FamilySearch is one of the many organizations that has invested heavily in exhibiting at the National Genealogical Society Convention in Cincinnati.
Not only do they have a large booth where they are demonstrating and teaching people how to use the website, but they have two smaller areas where they are recruiting and teaching new indexers for the 1940 census project.
I was amazed when one indexing helper estimated they had recruited 200 new indexers at the two areas. And this was only a day and a half into the four-day event.
How could that be?
I would have assumed that at an NGS convention they would have been "preaching to the choir." All genealogists know how important indexes are.
Every time I'm led to a record on the FamilySearch site I'm reminded that someone created the index that made it possible. Now it's my turn to create an index for the next researcher.
Giving back, as they say.
Attended four great sessions today. The limit my brain could absorb.
Diane VanSkiver Gagel kicked off the morning ("Gateway to the West: Researching in Ohio) by emphasizing how lucky people are, like me, who have Ohio ancestors. A wide variety of records of Ohio townships and counties are open and available for research. I'm anxious now to get back to researching my wife's Hendrickson family, particularly at the regional archives.
The second session ("How to Find People Who Don't Seem to Be There") was packed despite the fact it was a huge room. Elizabeth Shown Mills talked about principles for using indexes, problems to work around and strategies for eliminating them.

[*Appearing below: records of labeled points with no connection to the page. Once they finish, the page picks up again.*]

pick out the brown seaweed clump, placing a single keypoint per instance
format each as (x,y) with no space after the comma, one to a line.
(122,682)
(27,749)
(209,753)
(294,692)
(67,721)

The morning concluded with Patricia Walls Stamm discussing "Obtaining 20th Century Military Records from the St. Louis Personnel Records Center." Her talk included some ghastly pictures of the fire in 1973 that engulfed the then record center. There's bad news and good news, she reported. Many records were lost, but not all.
After a quick hot dog for lunch, there was plenty of time to tour the exhibit hall and talk to vendors about their products. I'll have to go a little more in depth with some of them before I leave.
Tonight . . . research at the Cincinnati Public Library until my energy runs out. I particularly want to see a book At the Headwaters of Cheesequake Creek. I'll tell you tomorrow what I find.